Mais la série promeut une certaine idée de la féminité telle que son créateur la conçoit. On retrouve ainsi certains protagonistes féminins aux caractéristiques déjà vues, comme “la rousse innocente” incarnée par Felicia Day dans Buffy et Dr. Horrible, qui devient la chanteuse Mary Brighton (Eleanor Tomlinson) dans The Nevers. Ou “la lunatique”, ce personnage féminin mentalement dérangé représenté par Drusilla dans Buffy et Angel ou River Tam dans Firefly. Dans The Nevers, elle devient la bien nommée Maladie (Amy Manson), qui va donner du fil à retordre à Amalia et son gang. Si le travail de Joss Whedon fut un temps révolutionnaire, car il déconstruisait des tropes sexistes de la pop culture à la fin des années 1990, on constate aujourd’hui qu’il a créé les siens propres, et qu’il n’a aucune envie de les remettre en question.

La série a clairement pour but d’empouvoirer ses personnages féminins, mais elle passe vraiment beaucoup de temps à les faire se combattre entre eux, alors que l’ennemi principal est censé être un boys club de politiciens, mené par un vieil aristocrate et ancien soldat, Lord Massen (Pip Torrens). Un twist dans l’épisode 4 rappelle immanquablement un des traits d’écriture assez malsain du scénariste : sa propension à la cruauté, à faire souffrir ses personnages les plus innocents et vulnérables, et souvent ceux et celles qui ont le plus d’empathie, capables de changer véritablement le monde. Comme s’il avait peur de les laisser enfin briller, de donner vraiment du pouvoir à ces personnages invisibilisés, marginaux, discriminés, qui représentent pourtant le cœur du combat d’Amalia.

Joss Whedon a créé avec The Nevers un univers et des personnages que l’on a envie de suivre.

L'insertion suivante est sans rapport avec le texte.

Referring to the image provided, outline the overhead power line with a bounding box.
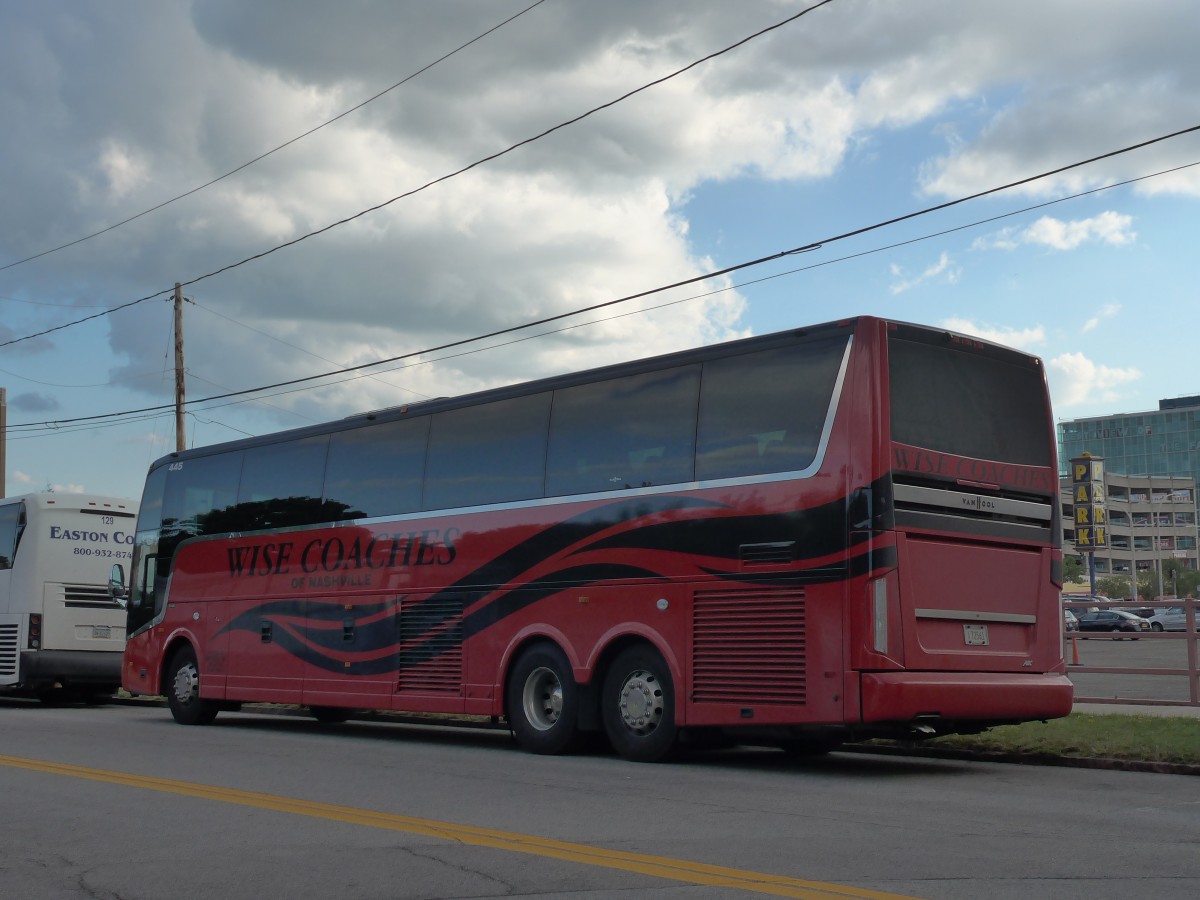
[0,0,546,272]
[8,141,1200,431]
[0,0,834,348]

Mais s’il était resté à la tête de la série, l’aurait-il vraiment développée de façon novatrice ? Est-il capable d’évoluer dans sa vision des personnages féminins ? La question reste en suspens. L’arrivée de Philippa Goslett au poste de showrunneuse devrait permettre d’apporter une vision un peu plus neuve et contemporaine, et de libérer ses héroïnes de leurs corsets trop ajustés.